Our work aims at establishing baseline data for population density and abundance of leopards in protected areas, multiple-use forests, as well as human dominated landscapes in Karnataka. Since we started the camera-trapping process in 2012, we have identified 773 individual leopards. This is the first of its kind exercise to build a repository for leopards in India.
A total of 31 sites, covering an area of 4,297 sq. km., have been surveyed till date which include five protected areas, and 26 multiple-use forests (reserved/state/minor forests) and other natural and human-modified habitats. Population monitoring is carried out using the capture-recapture technique and occupancy surveys.

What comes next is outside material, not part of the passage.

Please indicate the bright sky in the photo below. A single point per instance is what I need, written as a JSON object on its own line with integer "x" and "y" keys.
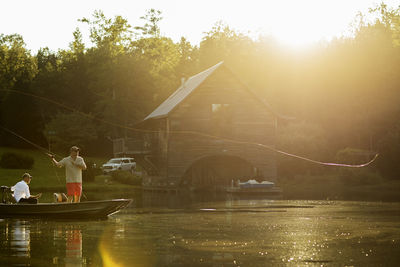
{"x": 293, "y": 22}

In addition to leopards, a species that piqued interest was the ratel or the honey badger (Mellivora capensis) for the first time in Karnataka in 2014. In 2018, the brown mongoose (Urva fuscus), a cryptic species restricted to the Western Ghats, was photo documented in Biligiri Rangaswamy Tiger Reserve (BRT) extending its range south-east of its previous records. During the 2020 survey in Cauvery Wildlife Sanctuary, the Indian Grey Wolf (Canis lupus pallipes) was photo-captured making it the southernmost record in India. We also recorded the Chinkara or Indian gazelle (Gazella bennettii) in 2015, at a reserve forest known as the Bukkapatna Reserve Forest. This discovery was instrumental in notifying the forest as the Bukkapatna Chinkara Wildlife Sanctuary, the second of its kind in Karnataka.